Treatment of bipolar disorder (BD) has had a major focus on the management of mania and the control of severe symptoms such as agitation, psychotic symptoms and behavioral disinhibition. Professor Eduard Vieta, Professor of Psychiatry at the University of Barcelona, Spain said that today there is good agreement on how to treat mania and agitation effectively, humanely and in a patient-friendly manner, adding that current treatment of mania follows a more ambitious paradigm that in the past.
Contemporary goals include helping patients reach remission – a state in which there are fewer subclinical or residual symptoms that could hamper functional recovery – and preventing mania relapses.
Professor Vieta said however, that attempts at mania management must try to avoid ‘switching patients to the opposite pole’ where they experience the depressive symptoms of BD. In particular, he highlighted that BD treatment guidelines emphasize reducing the risk of suicidal behaviour in BD depression as a crucial goal. Turning to how practitioners should look to manage depression in BD, Professor Vieta described the International Society for Bipolar Disorders (ISBD) Task Force position on the role and use of antidepressant treatments in BD. The ISBD do not recommend antidepressant monotherapy and suggest avoiding this class of drugs in rapidly cycling patients.

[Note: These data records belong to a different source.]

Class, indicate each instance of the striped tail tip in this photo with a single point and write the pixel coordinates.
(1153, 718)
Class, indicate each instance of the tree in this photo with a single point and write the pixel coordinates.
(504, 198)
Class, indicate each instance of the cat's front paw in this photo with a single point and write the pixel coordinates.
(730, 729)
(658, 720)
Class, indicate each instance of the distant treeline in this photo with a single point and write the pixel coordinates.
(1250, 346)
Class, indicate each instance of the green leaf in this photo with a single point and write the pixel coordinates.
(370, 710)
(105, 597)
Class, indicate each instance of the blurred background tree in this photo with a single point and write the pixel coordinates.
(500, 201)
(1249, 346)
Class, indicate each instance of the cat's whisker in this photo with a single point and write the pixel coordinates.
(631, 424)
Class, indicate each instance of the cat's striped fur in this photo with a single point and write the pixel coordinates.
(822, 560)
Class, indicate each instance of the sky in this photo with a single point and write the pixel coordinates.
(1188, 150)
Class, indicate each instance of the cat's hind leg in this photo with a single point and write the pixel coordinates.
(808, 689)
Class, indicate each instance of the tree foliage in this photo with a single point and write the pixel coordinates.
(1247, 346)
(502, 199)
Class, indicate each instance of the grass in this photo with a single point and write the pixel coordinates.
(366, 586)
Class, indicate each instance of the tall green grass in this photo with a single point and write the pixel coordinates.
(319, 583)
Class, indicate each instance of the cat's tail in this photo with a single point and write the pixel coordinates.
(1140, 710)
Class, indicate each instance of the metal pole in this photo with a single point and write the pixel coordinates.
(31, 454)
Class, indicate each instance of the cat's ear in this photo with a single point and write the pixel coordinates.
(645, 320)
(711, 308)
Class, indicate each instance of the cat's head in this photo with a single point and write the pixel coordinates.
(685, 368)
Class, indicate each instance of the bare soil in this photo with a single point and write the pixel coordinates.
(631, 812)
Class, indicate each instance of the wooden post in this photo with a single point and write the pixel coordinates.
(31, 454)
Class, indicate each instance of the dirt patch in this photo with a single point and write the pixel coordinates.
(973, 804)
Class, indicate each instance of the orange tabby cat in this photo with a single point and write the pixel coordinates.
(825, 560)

He said that current guidance is that clinicians should combine antidepressants with mood stabilizers or antipsychotic agents when seeking to manage depression in BD – noting that the definition of depression in BD follows that for the definition of major depressive disorder (MDD) in current psychiatric disease criteria.

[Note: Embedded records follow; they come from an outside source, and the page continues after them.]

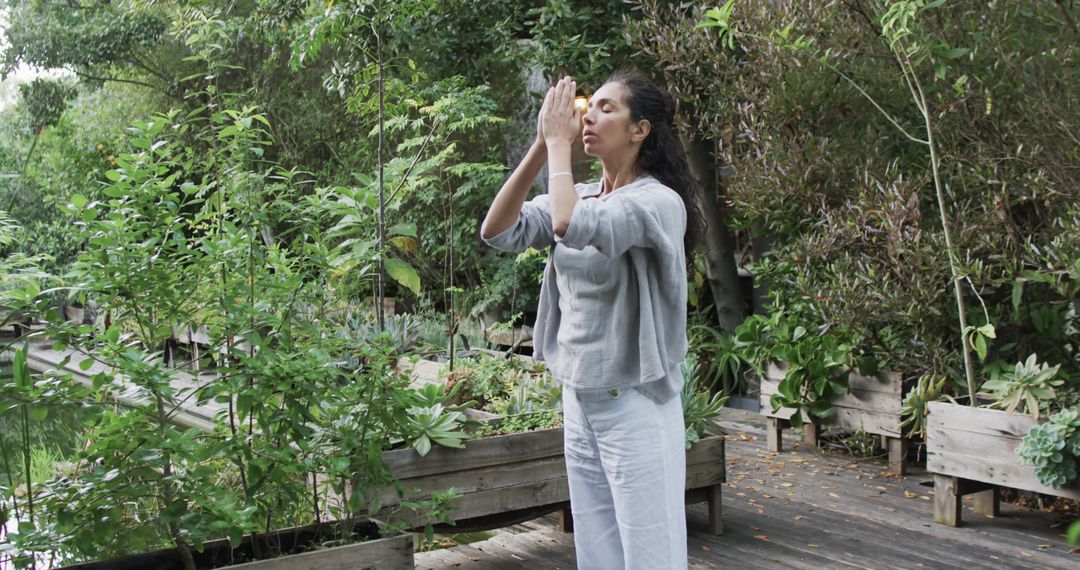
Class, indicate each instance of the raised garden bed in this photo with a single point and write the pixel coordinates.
(973, 451)
(378, 553)
(872, 406)
(515, 477)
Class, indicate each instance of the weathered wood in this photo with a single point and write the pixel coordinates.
(810, 433)
(872, 406)
(715, 510)
(379, 553)
(946, 501)
(987, 503)
(518, 472)
(996, 423)
(566, 519)
(405, 463)
(420, 371)
(837, 513)
(774, 434)
(896, 448)
(980, 445)
(393, 553)
(189, 414)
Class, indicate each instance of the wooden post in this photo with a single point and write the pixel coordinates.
(566, 519)
(946, 500)
(987, 503)
(715, 510)
(810, 433)
(896, 446)
(774, 434)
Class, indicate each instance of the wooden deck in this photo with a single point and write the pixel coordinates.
(806, 509)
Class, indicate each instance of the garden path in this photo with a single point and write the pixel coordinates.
(811, 510)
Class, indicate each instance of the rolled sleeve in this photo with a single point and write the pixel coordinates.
(531, 229)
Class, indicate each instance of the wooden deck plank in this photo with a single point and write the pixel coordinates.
(854, 511)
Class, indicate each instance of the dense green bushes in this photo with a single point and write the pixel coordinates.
(823, 166)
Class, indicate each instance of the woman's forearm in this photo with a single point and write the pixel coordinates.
(563, 198)
(507, 205)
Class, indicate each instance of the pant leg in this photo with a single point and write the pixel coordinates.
(596, 537)
(640, 446)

In terms of recommendations for clinical practice, Professor Vieta said he considers that the current British Association for Psychopharmacology (BAP) guidelines capture the evidence-base well and make good recommendations that support the use of antidepressants in patient management. He added that all treatment decisions should be based on the predominant polarity of a patient’s BD. This means aiming for prevention of depression in maintenance treatment of bipolar II patients and prevention of both mania and depression in bipolar I patients. According to Professor Vieta, predominant polarity is both a valid prognostic parameter and a guide for therapeutic decisions. He added that staging of BD is also important when making clinical decisions.

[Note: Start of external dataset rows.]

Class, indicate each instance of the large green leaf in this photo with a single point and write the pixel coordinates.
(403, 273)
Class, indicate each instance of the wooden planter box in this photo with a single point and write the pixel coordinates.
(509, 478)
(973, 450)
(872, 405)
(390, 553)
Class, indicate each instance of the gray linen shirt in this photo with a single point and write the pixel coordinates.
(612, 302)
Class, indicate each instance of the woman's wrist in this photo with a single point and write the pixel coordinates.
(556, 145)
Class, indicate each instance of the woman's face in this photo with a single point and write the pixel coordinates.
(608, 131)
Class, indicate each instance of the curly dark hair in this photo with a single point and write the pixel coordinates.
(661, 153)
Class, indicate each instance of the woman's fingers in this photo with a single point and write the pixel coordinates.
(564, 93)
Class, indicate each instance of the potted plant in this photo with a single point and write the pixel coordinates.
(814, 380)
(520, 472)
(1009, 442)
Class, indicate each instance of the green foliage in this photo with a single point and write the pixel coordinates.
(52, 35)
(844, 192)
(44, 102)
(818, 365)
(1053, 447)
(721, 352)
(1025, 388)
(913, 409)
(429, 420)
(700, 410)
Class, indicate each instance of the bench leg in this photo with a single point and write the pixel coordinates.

But that doesn’t mean to say that choosing drug treatments for BD is easy. Professor Vieta reminded delegates that treatments used as mood stabilizers come from a wide range of different drug classes and vary greatly in their mechanism of action, efficacy and safety profiles. He then showed a graphic, depicting in sliding linear scale, the predominant activity of different mood stabilizers used in BD – where treatments were assessed by an equation weighing their ‘polarity’ according to their relative anti-manic or anti-depressant effects – an equation based on number needed to treat (NNT) analyses and NNT prevention of depression : NNT prevention of mania. The graphic showed that the majority of drugs used in BD patient care fall largely on the mania side of the scale, with lithium lying between the extremes and very few treatments falling on the side of the scale for predominantly antidepressant activity.
Professor Vieta also touched on the role and the study of psychoeducation and psychosocial interventions in BD – measures which may be effective in early stages of BD and which can be supported by new remote technologies such as patient apps and data collecting devices.